71.敗走
『アーティファクトキャンサー』
それはリュード達アーティファクターにとって最も苦手な存在。言わば天敵。どれだけ優れたアーティファクトを持っていようが、その存在の前では無力と化する。
(まさか敵にキャンサーがいようとは……)
リュードの額に汗が流れる。この魔法全盛の時代。忘れられた古代遺物への対応策がとられていたとは驚きだ。
「どうしたニャ?? なぜリュードは動かないんだニャ??」
その様子を見ていたレーニャが首をひねる。近くにいたリーゼロッテが難しい顔をして言う。
「あれはアーティファクトキャンサー。
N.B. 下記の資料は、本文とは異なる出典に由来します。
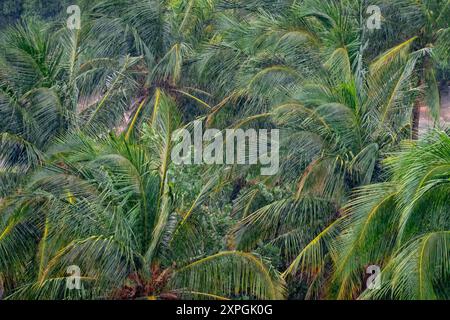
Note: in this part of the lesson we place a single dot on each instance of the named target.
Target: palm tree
(110, 207)
(401, 225)
(50, 85)
(427, 21)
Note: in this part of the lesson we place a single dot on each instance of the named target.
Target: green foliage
(86, 123)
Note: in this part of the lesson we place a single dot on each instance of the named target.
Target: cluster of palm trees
(87, 118)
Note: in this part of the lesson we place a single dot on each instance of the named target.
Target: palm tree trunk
(418, 104)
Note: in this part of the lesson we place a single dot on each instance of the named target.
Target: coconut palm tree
(401, 225)
(427, 21)
(110, 207)
(50, 85)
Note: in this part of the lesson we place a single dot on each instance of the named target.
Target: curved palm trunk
(416, 114)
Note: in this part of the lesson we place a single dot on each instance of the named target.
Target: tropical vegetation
(88, 118)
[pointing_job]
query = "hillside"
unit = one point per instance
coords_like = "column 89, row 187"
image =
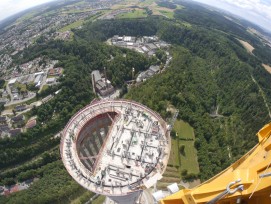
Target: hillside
column 219, row 88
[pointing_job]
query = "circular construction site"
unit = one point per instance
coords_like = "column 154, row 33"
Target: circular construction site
column 115, row 147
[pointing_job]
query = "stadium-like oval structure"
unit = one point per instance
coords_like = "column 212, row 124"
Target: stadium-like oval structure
column 115, row 147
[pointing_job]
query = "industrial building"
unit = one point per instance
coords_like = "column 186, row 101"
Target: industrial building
column 101, row 85
column 116, row 148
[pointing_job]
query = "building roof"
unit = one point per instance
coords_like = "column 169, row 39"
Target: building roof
column 20, row 107
column 50, row 80
column 31, row 123
column 3, row 118
column 97, row 75
column 12, row 81
column 15, row 132
column 154, row 68
column 173, row 188
column 17, row 118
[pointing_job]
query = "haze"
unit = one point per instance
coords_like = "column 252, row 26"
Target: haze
column 256, row 11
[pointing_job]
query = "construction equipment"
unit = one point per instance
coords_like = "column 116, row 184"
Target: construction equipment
column 247, row 181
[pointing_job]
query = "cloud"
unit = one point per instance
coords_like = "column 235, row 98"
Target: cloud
column 10, row 7
column 256, row 11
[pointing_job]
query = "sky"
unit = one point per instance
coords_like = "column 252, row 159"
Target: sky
column 256, row 11
column 10, row 7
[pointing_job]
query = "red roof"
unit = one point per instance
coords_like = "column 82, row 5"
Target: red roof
column 31, row 123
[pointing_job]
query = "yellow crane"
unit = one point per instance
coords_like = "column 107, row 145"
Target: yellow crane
column 247, row 181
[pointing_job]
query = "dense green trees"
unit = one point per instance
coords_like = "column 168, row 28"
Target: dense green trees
column 210, row 70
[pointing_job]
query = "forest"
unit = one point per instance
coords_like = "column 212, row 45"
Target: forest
column 210, row 70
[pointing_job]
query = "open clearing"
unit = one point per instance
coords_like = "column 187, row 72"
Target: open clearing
column 135, row 13
column 247, row 46
column 267, row 68
column 186, row 137
column 174, row 154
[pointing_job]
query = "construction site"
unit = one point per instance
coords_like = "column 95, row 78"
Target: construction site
column 116, row 148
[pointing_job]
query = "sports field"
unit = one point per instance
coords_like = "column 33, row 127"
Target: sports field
column 186, row 138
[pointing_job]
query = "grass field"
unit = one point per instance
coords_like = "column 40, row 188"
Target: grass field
column 168, row 14
column 136, row 13
column 71, row 26
column 174, row 154
column 186, row 137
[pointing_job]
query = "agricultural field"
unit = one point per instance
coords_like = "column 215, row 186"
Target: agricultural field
column 186, row 139
column 135, row 13
column 71, row 26
column 174, row 159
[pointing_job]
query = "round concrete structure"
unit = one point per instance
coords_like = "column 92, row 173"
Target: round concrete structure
column 116, row 148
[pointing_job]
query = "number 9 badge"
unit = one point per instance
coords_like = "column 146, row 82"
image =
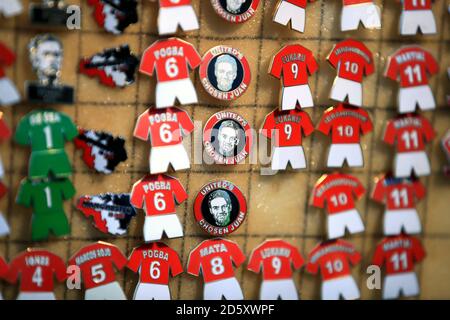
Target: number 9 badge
column 171, row 59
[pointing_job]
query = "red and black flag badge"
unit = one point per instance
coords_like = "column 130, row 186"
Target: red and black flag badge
column 111, row 212
column 114, row 67
column 114, row 15
column 101, row 150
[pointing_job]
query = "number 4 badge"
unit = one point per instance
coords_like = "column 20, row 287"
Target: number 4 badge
column 158, row 195
column 411, row 66
column 293, row 64
column 171, row 59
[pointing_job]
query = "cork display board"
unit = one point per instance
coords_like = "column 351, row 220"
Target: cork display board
column 278, row 205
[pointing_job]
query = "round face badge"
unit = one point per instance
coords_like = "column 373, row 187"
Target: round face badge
column 220, row 208
column 236, row 11
column 227, row 138
column 225, row 73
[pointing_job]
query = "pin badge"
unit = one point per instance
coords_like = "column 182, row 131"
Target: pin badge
column 171, row 59
column 355, row 12
column 286, row 130
column 46, row 197
column 292, row 11
column 46, row 55
column 339, row 192
column 292, row 65
column 49, row 13
column 176, row 13
column 46, row 132
column 399, row 216
column 415, row 16
column 276, row 259
column 446, row 147
column 11, row 8
column 114, row 15
column 409, row 133
column 227, row 138
column 399, row 277
column 206, row 259
column 235, row 11
column 411, row 66
column 345, row 124
column 158, row 195
column 111, row 212
column 10, row 95
column 36, row 270
column 352, row 61
column 97, row 263
column 114, row 67
column 151, row 285
column 225, row 73
column 220, row 208
column 334, row 258
column 101, row 150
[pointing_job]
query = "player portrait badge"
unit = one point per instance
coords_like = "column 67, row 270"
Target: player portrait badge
column 227, row 138
column 235, row 11
column 111, row 212
column 220, row 208
column 225, row 73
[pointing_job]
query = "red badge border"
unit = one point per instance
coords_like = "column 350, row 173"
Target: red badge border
column 203, row 72
column 207, row 131
column 235, row 18
column 206, row 189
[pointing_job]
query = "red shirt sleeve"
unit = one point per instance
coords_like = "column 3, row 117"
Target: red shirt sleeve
column 134, row 261
column 311, row 63
column 307, row 125
column 268, row 126
column 3, row 268
column 192, row 55
column 236, row 254
column 186, row 123
column 276, row 67
column 297, row 259
column 254, row 263
column 419, row 189
column 137, row 195
column 378, row 257
column 325, row 126
column 392, row 69
column 142, row 129
column 148, row 62
column 179, row 192
column 428, row 130
column 431, row 63
column 175, row 264
column 118, row 258
column 389, row 133
column 194, row 262
column 59, row 267
column 379, row 191
column 418, row 250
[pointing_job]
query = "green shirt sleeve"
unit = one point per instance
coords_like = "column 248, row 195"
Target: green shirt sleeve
column 24, row 194
column 68, row 190
column 69, row 128
column 22, row 132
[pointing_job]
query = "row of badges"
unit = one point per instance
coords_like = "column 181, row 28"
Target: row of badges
column 116, row 15
column 225, row 72
column 216, row 259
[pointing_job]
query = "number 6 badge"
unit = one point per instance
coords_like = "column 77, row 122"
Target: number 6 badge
column 171, row 59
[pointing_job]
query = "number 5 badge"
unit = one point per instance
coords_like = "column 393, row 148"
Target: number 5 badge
column 171, row 59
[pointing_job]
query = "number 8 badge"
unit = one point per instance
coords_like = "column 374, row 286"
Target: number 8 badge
column 171, row 59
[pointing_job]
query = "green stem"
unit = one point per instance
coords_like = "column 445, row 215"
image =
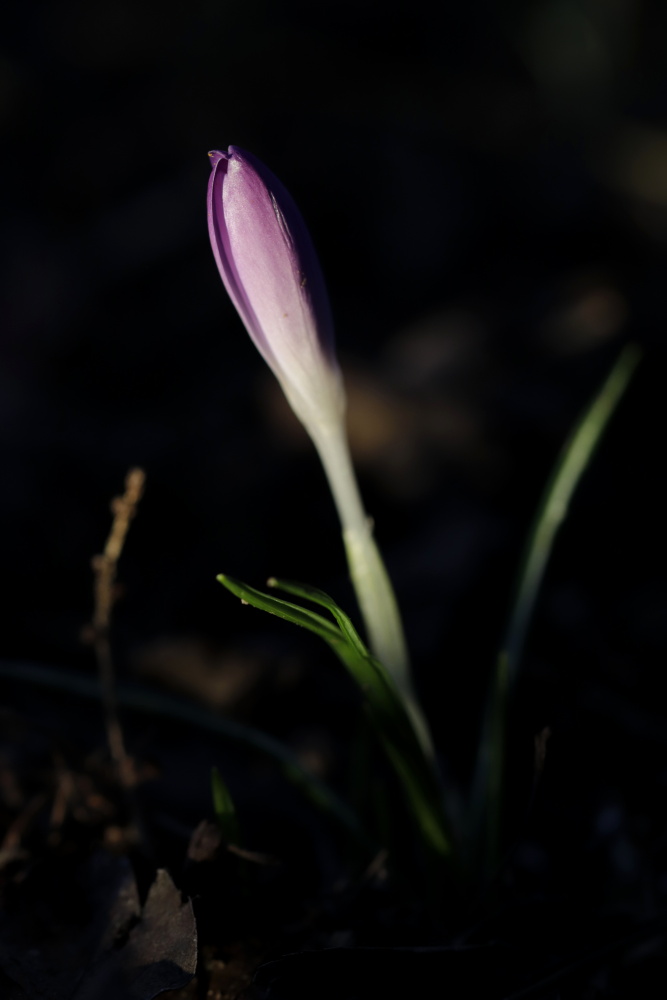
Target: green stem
column 370, row 579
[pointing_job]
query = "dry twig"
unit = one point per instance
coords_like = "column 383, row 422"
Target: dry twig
column 105, row 567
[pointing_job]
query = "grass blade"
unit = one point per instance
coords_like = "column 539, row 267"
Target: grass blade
column 385, row 707
column 166, row 707
column 570, row 466
column 224, row 809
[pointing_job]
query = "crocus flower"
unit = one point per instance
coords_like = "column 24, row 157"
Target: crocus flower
column 270, row 269
column 271, row 272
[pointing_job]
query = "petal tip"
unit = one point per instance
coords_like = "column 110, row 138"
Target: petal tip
column 215, row 156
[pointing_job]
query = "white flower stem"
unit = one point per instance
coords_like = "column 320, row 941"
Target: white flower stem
column 369, row 576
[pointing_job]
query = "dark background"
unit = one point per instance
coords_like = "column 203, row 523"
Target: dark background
column 487, row 186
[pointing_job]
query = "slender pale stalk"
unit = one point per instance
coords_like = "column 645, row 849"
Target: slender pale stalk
column 375, row 594
column 369, row 576
column 270, row 270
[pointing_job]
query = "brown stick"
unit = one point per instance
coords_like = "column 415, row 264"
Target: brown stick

サー様の力を無効化する奴じゃ。あの女」
そう言って皇帝シュナイダーの後方で、神秘的な水晶を持つ茅色の髪の少女を見つめる。ベルベットが尋ねる。
「アーティファクトが使えねえっとことか?」
「そうじゃ」
「だったらあの皇帝も同じだろ? 三大アーティファクトってのが無効化されるんだろ? それならリュードと条件は同じじゃねえか」
皇帝シュナイダーもアーティファクター。彼の持つ三大アーティファクトも無効化される。リーゼロッテが答える。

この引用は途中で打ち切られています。